Non ebbi il coraggio di guardarlo in faccia nonostante lui avesse provato più volte ad aprire qualsiasi discorso.

Mi preparai velocemente e tentai di mangiare qualcosa, ero troppo nervoso anche solo per masticare.

Mamma mi rassicurò, mi diceva che non dovevo preoccuparmi, che il figlio del suo compagno mi avrebbe fatto sentire al mio agio, che i suoi amici erano simpatici, che i professori mi avrebbero dato una mano.
Ma non mi interessava.

Volevo solo una cosa e cioè per una volta, per una sola volta, sentirmi al mio posto.
Volevo una base da cui partire.
Volevo non sentirmi sempre "quello nuovo".

"Federico è tornato questa notte, avrà delle occhiaie che non ti dico conoscendolo."
Tentò di iniziare un discorso Zambo mentre camminavamo verso la scuola.

Respirai profondamente:
"È in classe con noi, giusto?" Gli chiesi.

"Sì, e probabilmente ti siedi accanto a lui, Filippo è stato bocciato."

"Filippo?" Chiesi ancora.

"Sì, un nostro compagno di classe, aveva 4 insufficienze purtroppo."

Annuii.

Speravo di trovarmi bene accanto a lui, non ero uno che dava fastidio e mi chiedevo se anche lui non lo fosse.

"Però se ti va meglio puoi sederti accanto a me, Yuri non avrà problemi sicuramente a mettersi vicino a Federico."

Lo guardai in faccia sorridendo:
"Condivido con te già la stanza, il bagno, il divano, la casa, qualsiasi cosa.

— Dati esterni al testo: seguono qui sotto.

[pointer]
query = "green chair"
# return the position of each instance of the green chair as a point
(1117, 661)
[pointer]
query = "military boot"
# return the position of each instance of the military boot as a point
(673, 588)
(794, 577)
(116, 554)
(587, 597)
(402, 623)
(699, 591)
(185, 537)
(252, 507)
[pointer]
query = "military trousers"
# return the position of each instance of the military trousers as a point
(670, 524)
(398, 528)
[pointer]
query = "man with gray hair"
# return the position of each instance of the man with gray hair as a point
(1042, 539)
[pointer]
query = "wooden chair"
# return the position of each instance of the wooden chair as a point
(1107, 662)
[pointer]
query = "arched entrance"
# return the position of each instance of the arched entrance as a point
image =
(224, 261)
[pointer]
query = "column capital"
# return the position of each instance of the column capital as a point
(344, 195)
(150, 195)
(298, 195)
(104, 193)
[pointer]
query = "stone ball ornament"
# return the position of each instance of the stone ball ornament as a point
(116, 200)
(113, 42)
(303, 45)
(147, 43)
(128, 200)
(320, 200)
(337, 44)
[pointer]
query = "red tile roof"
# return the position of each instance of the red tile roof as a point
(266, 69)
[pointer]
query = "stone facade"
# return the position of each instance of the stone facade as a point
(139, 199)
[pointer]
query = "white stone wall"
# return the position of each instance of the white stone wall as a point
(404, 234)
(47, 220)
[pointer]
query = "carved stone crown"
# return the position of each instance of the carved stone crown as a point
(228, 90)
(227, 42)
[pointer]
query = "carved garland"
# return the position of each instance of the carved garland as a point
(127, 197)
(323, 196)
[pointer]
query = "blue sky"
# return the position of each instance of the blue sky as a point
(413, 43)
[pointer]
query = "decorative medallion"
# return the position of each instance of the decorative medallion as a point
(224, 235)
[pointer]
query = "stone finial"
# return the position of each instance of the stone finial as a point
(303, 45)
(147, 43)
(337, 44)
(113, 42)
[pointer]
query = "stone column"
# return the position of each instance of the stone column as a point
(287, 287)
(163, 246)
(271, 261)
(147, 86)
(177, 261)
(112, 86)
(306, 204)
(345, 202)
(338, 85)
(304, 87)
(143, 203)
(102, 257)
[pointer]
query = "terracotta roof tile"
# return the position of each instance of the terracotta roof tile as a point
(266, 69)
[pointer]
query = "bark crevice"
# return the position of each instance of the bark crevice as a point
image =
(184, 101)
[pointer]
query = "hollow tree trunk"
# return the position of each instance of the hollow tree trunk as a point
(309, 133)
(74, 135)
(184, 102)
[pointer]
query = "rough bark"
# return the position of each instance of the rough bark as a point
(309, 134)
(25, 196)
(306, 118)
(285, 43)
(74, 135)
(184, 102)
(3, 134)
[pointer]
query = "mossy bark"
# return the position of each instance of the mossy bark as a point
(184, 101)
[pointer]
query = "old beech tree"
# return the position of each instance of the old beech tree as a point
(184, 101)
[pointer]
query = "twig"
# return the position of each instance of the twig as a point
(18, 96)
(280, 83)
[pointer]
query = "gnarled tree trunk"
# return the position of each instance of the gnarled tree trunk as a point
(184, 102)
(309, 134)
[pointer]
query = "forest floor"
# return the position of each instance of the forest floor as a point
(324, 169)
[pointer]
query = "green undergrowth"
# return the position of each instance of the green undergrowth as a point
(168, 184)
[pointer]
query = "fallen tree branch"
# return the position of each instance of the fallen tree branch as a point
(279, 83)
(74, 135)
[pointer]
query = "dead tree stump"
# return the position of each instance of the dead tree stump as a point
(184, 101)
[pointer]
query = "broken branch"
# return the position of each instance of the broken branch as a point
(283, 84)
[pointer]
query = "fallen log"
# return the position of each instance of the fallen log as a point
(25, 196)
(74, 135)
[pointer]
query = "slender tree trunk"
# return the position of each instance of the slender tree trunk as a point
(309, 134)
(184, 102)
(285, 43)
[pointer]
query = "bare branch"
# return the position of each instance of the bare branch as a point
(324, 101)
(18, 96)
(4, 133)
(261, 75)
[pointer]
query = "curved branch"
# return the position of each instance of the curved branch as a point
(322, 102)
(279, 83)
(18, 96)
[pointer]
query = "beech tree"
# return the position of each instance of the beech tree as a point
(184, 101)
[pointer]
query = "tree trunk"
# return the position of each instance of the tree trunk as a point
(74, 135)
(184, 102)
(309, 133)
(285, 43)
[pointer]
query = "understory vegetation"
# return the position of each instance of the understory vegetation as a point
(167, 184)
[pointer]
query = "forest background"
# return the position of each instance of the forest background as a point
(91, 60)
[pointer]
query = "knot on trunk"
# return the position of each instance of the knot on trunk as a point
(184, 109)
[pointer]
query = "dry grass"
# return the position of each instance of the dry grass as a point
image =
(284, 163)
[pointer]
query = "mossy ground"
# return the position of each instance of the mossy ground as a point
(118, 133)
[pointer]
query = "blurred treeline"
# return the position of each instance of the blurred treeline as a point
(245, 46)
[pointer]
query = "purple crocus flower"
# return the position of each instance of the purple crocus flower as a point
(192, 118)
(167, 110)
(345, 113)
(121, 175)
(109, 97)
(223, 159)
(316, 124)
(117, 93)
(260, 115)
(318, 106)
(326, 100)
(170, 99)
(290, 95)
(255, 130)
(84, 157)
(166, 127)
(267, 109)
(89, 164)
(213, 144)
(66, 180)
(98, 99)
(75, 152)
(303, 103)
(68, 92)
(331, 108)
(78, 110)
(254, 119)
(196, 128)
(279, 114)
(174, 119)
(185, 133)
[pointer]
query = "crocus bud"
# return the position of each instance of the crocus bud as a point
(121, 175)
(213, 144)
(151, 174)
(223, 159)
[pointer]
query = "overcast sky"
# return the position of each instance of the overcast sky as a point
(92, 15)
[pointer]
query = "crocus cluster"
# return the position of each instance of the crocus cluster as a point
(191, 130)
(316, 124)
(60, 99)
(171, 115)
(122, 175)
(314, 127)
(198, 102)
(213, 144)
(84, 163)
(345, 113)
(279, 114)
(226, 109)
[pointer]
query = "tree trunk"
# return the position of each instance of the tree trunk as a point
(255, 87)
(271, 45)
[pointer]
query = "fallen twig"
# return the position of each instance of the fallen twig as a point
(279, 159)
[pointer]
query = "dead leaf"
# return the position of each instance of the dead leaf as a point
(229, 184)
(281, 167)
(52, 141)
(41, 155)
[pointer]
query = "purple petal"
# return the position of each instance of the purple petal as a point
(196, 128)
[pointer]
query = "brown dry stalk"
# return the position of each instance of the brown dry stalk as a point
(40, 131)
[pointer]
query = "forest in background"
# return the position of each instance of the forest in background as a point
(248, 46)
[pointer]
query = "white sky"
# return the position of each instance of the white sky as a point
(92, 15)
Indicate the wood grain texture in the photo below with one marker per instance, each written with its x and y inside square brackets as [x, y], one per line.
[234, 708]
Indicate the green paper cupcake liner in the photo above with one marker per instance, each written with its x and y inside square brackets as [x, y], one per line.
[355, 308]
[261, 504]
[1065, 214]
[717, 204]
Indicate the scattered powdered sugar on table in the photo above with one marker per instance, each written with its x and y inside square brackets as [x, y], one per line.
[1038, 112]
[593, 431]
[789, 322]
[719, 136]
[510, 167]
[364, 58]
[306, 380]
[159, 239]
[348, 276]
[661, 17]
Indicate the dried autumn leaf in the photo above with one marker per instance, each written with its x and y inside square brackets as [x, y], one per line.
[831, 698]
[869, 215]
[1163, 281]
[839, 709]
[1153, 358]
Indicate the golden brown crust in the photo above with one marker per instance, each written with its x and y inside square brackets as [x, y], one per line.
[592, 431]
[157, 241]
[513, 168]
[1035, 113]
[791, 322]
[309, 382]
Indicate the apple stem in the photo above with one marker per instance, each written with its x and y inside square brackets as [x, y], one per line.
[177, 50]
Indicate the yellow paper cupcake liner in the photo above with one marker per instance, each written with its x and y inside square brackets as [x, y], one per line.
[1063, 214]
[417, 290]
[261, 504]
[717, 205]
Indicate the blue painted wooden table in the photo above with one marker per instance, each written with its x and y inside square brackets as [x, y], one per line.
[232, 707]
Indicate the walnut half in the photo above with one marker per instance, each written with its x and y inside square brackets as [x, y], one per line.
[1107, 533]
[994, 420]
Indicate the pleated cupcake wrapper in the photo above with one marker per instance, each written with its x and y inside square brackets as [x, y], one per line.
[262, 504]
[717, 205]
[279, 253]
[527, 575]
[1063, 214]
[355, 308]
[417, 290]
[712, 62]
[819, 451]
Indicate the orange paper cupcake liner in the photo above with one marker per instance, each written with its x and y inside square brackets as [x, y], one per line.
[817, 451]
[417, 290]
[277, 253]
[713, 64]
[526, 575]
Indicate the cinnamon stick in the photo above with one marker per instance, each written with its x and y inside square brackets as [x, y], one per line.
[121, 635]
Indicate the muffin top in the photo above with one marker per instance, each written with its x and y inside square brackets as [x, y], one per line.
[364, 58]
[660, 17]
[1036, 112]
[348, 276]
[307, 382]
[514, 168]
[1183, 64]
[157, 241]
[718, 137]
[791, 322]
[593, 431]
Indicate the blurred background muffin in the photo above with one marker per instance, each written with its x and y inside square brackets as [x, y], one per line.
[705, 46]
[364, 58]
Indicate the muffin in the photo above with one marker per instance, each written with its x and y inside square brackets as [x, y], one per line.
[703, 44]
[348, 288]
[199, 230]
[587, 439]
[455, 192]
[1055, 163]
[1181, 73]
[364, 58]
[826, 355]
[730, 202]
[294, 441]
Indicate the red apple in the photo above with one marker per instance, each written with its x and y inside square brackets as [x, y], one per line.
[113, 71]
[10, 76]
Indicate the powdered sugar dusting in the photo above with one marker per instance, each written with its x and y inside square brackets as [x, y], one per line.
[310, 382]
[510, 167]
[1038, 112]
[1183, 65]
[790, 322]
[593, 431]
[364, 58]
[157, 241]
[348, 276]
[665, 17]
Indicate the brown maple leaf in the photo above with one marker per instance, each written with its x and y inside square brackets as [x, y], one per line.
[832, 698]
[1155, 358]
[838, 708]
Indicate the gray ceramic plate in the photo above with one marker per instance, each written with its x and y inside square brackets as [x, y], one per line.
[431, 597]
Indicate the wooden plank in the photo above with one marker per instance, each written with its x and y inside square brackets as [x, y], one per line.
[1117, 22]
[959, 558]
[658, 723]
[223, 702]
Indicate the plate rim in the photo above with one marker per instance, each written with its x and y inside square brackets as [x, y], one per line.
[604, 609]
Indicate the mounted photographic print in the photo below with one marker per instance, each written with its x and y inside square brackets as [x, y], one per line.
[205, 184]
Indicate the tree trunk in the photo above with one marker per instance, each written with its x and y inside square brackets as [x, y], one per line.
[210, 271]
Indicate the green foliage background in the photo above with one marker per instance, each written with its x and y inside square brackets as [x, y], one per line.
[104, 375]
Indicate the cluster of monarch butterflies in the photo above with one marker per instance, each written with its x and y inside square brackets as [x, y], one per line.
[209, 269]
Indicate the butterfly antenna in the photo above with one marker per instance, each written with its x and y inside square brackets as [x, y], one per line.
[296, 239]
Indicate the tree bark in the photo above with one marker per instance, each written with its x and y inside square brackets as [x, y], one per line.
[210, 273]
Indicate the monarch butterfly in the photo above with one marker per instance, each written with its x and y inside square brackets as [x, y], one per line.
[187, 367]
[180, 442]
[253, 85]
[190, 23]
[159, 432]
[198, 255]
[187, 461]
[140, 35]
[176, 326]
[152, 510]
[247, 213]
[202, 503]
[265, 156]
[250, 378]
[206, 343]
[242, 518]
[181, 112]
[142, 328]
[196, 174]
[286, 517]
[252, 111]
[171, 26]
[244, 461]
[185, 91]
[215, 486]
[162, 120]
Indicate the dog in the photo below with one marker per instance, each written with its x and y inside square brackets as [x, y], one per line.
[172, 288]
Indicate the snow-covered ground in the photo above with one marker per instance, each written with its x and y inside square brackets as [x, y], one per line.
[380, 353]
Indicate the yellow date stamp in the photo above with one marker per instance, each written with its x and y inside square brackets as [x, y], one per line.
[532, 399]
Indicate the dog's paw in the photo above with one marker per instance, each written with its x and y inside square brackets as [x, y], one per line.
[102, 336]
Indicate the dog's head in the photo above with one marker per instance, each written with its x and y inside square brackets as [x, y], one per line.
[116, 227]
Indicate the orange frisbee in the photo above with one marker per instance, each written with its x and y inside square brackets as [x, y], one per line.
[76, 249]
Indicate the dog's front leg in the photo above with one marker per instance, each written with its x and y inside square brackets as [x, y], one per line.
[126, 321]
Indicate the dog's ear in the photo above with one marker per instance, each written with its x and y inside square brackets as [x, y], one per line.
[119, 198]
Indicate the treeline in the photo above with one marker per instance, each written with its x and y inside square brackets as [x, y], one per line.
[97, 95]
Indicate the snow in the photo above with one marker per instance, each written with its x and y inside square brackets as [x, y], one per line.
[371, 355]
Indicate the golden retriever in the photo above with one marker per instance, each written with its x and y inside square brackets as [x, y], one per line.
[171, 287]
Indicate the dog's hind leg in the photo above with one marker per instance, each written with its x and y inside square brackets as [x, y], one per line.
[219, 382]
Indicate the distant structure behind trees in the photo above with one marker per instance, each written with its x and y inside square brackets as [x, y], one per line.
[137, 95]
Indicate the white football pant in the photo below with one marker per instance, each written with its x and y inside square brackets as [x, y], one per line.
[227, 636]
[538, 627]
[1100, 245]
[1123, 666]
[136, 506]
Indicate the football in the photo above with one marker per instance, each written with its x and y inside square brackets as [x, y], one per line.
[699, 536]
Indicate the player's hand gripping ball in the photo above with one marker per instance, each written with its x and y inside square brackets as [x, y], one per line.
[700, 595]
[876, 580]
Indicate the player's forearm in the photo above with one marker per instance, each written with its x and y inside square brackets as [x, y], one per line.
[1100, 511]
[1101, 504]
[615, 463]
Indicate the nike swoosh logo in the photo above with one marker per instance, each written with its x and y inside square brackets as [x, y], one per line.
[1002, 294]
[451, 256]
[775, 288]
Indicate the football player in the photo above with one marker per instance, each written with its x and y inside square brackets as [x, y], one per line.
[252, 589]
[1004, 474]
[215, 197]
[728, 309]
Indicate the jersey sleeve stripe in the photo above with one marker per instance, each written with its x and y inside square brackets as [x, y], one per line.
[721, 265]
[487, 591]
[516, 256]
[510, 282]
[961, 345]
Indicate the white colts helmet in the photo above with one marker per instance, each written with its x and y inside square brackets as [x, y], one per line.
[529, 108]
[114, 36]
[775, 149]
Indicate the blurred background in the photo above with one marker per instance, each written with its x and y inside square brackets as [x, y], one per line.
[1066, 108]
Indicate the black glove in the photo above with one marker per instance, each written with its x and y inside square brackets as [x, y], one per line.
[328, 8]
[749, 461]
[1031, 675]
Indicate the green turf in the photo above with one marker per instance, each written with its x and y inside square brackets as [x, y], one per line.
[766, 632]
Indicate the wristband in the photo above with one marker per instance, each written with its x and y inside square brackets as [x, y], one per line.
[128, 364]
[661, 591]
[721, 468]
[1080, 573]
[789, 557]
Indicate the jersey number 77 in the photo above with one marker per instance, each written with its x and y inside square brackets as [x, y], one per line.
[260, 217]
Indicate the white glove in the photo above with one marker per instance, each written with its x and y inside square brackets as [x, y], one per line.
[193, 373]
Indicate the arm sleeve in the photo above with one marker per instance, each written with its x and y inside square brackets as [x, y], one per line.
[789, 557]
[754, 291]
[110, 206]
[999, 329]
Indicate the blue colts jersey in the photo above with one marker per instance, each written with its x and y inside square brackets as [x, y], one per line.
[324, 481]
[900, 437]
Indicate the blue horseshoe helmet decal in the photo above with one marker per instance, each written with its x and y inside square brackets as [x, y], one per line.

Il banco almeno no per favore"
Risi, e lui rise.

Zambo aveva ragione:
Federico era arrivato in classe con 10 minuti di ritardo e due occhiaie bruttissime. Lo perdonai per aver fatto fare a me, che sono nuovo, la corsa all'ultimo banco, dopotutto era mal ridotto.
Eravamo in penultima fila al centro, mi ringraziò con lo sguardo e appoggiò la testa sullo zaino nel frattempo che aspettavamo il professore.
In un primo momento cercai di non guardarlo, ma poi mi ricordai della nostra conversazione quella sera e del fatto che mi avesse dato una sigaretta.
Mi feci un po' di coraggio:
"Come è andato il viaggio?" Gli chiesi, non sapevo che altro dire.

"Male, ho vomitato per tutto il volo e sono tornato alle 4:30 a casa."

"Ah, capisco. Saresti potuto partire un po' prima magari."

"Resto più tempo possibile con i miei parenti quando posso. Fino a dicembre non ci andrò più e fa nulla, ho perso solo qualche ora di sonno."
Mi disse, non mi stava veramente guardando.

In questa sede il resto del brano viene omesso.